4. Infinitely Many Values#

The random variables we have studied thus far have had a finite number of possible values. For example, a random variable that has the binomial \((100, 0.5)\) distribution can be no bigger than 100.

Much of data science involves large random samples. If you think of \(n\) as a sample size, then natural questions arise about the properties of the sample when \(n\) is large. To answer these questions, it helps to think about the sample size \(n\) tending to infinity. That usually involves imagining an arbitrarily large set of possible values.

This leads naturally to thinking about random variables that have infinitely many values. Many such random variables arise in practice. For example, if you toss a coin repeatedly and note down how many times you have to toss till you see heads for the first time, the number that you note down can be arbitrarily large because you can get any finite number of tails in a row.

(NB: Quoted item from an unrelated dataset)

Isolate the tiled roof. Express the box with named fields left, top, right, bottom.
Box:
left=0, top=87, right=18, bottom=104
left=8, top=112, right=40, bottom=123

This chapter introduces some random variables that have infinitely many possible values. To study them, it helps to have a new way of specifying distributions. We introduce this first, and then look at examples of some random variables that have infinitely many values and are used frequently in applications.

IID Trials

The primary setting that we will use in the chapter is that of a sequence of independent repeated trials. The outcome of each trial has the same distribution as the outcome of every other trial, so we say that the trials are identically distributed.

“Independent and identically distributed” has too many syllables for comfort, so it is abbreviated to i.i.d. which is one of the most heavily used acronyms in probability theory.

Sequences of coin tosse are i.i.d. trials, as are sequences of rolls of a die, or samples drawn with replacement.